Every tech startup in the US incorporates as a Delaware C Corp with 10,000,000 shares of Common Stock at the date of founding. This is remarkably consistent–if you go through an accelerator like Y Combinator or Techstars, if you use the default options with Stripe Atlas or Clerky, or if you ask a tech law firm for advice, they'll all point you in the same direction.
Incorporating in Delaware and as a C Corp are pretty well understood and well explained on the internet, but why 10 million shares? I've never seen a strong explanation other than "it's the standard amount."
Well, one reason is that the number has to be somewhat large. When you issue equity to employees or sell shares to investors, 10 million shares is a large enough number that you can give almost the exact amount you want to give. It's hard to grant someone 0.25% equity if you only have 100 outstanding shares.
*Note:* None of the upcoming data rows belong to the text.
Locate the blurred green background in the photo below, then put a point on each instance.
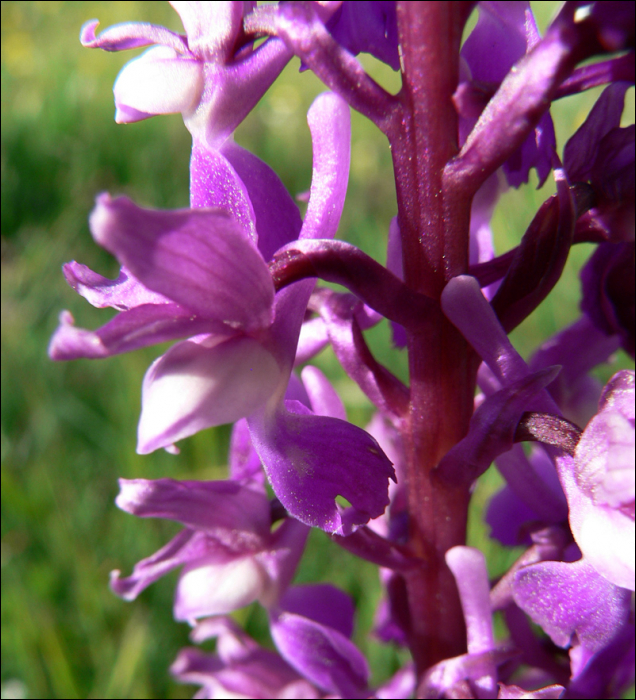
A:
(69, 430)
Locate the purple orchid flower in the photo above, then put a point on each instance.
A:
(239, 363)
(235, 276)
(229, 555)
(598, 481)
(505, 32)
(240, 667)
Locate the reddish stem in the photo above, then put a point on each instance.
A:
(434, 222)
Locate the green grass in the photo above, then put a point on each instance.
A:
(69, 430)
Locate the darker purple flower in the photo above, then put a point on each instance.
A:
(505, 32)
(367, 27)
(608, 291)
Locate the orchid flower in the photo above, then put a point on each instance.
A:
(234, 277)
But why isn't the number larger than that? Why not 100 million, or 5 billion, or Graham's number?
This isn't a purely theoretical question. At my previous company, Heap, we had job candidates who felt like our equity offers were "lower" than others because the share counts were smaller. They'd see something like 10,000 shares from Heap and 15,000 shares from OtherCorp and feel like the Heap offer was lower. We had to coach them on asking the other companies what the denominator of that share count was, looking at price per share, strike price, etc. These concepts might be obvious to people with a background working for tech startups, but to someone coming from outside of tech, it can be pretty confusing.
When I mentioned this to our board, we decided to do a 2-to-1 stock split, i.e. doubling our share count. Which prompted a natural question: "why not just do 10-to-1? Or 100-to-1? Why not make it so that we can give every candidate a million shares?"
Here’s why: if you have too many shares, there's a risk that your company will be a penny stock at time of IPO which would be a strong negative perception in the market. So we wanted to aim for a ~$10/share value for a theoretical future $1 billion IPO. Of course if the IPO is a lot larger then you can make the share pool larger and still have a nice share price.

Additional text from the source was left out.